Adoption was the most common outcome for cats at 41%. Half of the dogs in the shelter are being returned to owner, whereas most of the other species (43%) are being transferred.

Shelter Performance#

In this section, we analyze shelter performance based on Adoption rate, Transfer rate, Return-to-owner rate, and Euthanasia Rate.
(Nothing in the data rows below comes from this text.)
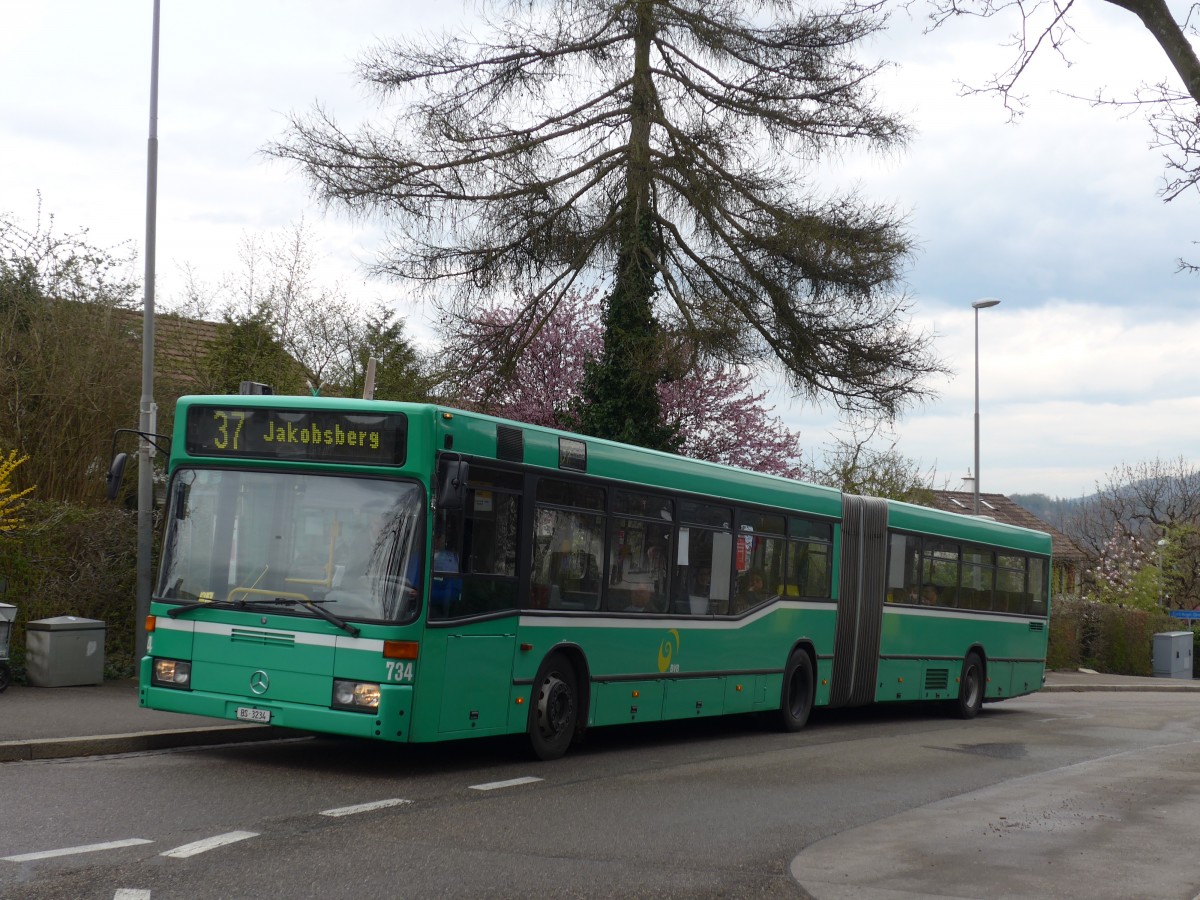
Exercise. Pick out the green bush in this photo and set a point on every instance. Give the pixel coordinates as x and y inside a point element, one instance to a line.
<point>1108,637</point>
<point>73,561</point>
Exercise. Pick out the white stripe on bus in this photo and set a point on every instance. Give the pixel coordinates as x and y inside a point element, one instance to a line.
<point>220,629</point>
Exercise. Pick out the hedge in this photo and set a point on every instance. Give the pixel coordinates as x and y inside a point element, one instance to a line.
<point>1104,636</point>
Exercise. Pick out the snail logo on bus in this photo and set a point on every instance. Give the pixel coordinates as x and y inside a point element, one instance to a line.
<point>309,435</point>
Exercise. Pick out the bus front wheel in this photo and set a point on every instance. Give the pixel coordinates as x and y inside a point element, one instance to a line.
<point>796,700</point>
<point>971,687</point>
<point>555,711</point>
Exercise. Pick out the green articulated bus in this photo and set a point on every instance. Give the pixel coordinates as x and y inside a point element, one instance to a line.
<point>411,573</point>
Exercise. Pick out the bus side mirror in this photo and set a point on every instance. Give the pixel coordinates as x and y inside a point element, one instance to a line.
<point>115,473</point>
<point>453,484</point>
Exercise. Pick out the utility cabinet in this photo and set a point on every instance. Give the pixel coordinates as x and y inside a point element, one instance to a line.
<point>1173,654</point>
<point>65,651</point>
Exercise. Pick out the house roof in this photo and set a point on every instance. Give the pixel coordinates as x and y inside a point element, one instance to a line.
<point>178,341</point>
<point>1000,508</point>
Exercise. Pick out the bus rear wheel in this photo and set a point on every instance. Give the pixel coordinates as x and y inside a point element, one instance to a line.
<point>796,699</point>
<point>555,711</point>
<point>971,687</point>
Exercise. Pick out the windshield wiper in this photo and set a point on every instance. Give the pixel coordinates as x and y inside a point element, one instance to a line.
<point>315,607</point>
<point>310,605</point>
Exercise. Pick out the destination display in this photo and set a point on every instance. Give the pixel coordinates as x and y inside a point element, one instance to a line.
<point>312,436</point>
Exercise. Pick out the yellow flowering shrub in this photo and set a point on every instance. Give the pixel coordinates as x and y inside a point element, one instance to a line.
<point>11,503</point>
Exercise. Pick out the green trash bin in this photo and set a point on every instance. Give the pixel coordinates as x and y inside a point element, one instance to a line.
<point>7,616</point>
<point>65,651</point>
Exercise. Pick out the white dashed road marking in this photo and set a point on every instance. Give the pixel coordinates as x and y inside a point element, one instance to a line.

# Display the overall rates for each species and outcome type throughout all years
rates_df = top_outcome.pivot_table(index="Type", columns="Outcome Type")
rates_df
percent
Outcome Type ADOPTION DIED DISPOSAL ESCAPED/STOLEN EUTHANIZE RETURN TO OWNER RTOS TRANSFER
Type
CAT 40.948276 1.020871 1.780853 0.079401 16.254537 13.214610 0.124773 26.576679
DOG 23.600172 0.214807 0.250609 0.035801 10.826292 50.250609 0.264929 14.556781
OTHER 21.273445 2.270484 1.727542 0.246792 21.816387 9.871668 NaN 42.793682
# write shelter performance result to file
with open('computation_results/' + 'rates_df.pickle', 'wb') as f:
    pickle.dump(rates_df, f)
# Add year column to the dataframe using Outcome Date
outcome_data2 = shelter_data.loc[:,["Outcome Date","Outcome Type"]]
outcome_data2["Outcome Date"] = pd.to_datetime(outcome_data2['Outcome Date'])
outcome_data2["year"] = pd.DatetimeIndex(outcome_data2['Outcome Date']).year
outcome_data2
Outcome Date Outcome Type year
0 2022-12-26 RETURN TO OWNER 2022.0
1 2023-03-15 EUTHANIZE 2023.0
2 2023-03-15 RETURN TO OWNER 2023.0
3 2022-12-27 DISPOSAL 2022.0
4 2023-03-15 TRANSFER 2023.0
... ... ... ...
25003 2019-10-23 ADOPTION 2019.0
25004 2018-10-10 TRANSFER 2018.0
25005 2014-10-02 EUTHANIZE 2014.0
25006 2020-08-20 TRANSFER 2020.0
25007 2018-03-13 RETURN TO OWNER 2018.0

24973 rows × 3 columns

# Calculate the proportion of outcome type in each year
yearly_rate = outcome_data2.groupby([ "year","Outcome Type"],as_index=False).size()
yearly_rate = yearly_rate.groupby(["year","Outcome Type"], group_keys=False).agg({"size":"sum"}).groupby(
    level=0,group_keys=False).apply(lambda x: 100*x/x.sum()).sort_values(
    by=["year","size", "Outcome Type"], ascending=[True, False, True]).reset_index()
yearly_rate =yearly_rate.rename(columns={"size":"percent"})
yearly_rate
year Outcome Type percent
0 2014.0 ADOPTION 37.661113
1 2014.0 RETURN TO OWNER 33.511474
2 2014.0 TRANSFER 14.052185
3 2014.0 EUTHANIZE 13.297705
4 2014.0 DIED 0.911663
... ... ... ...
66 2023.0 EUTHANIZE 13.112392
67 2023.0 DIED 1.008646
68 2023.0 DISPOSAL 1.008646
69 2023.0 RTOS 0.576369
70 2023.0 ESCAPED/STOLEN 0.288184

71 rows × 3 columns

# Visualize rates
adoption = trend_proportion("ADOPTION", yearly_rate)
euthanize = trend_proportion("EUTHANIZE", yearly_rate)
transferred = trend_proportion("TRANSFER", yearly_rate)
rto = trend_proportion("RETURN TO OWNER", yearly_rate)
_images/b9a22f3c49122a9f66a5464c6add94cdf5c2faef731ef897e963579803436000.png _images/d23bc0a869f940b6c0f9587176d559e7dbb8aa82bbe1b7c47ad45ba79a0e21ff.png _images/a045e6ec65b138bd7914ff6124746b4649e576d772f2668d60ece858bd00c259.png _images/d20e81d02308e14ab861bc3e6c5caedfceaba7210b11427c8a8aa8a528137f92.png

It appears that as the adoption rate declines throughout the years, the shelter chooses to transfer than animals rather than euthanizing.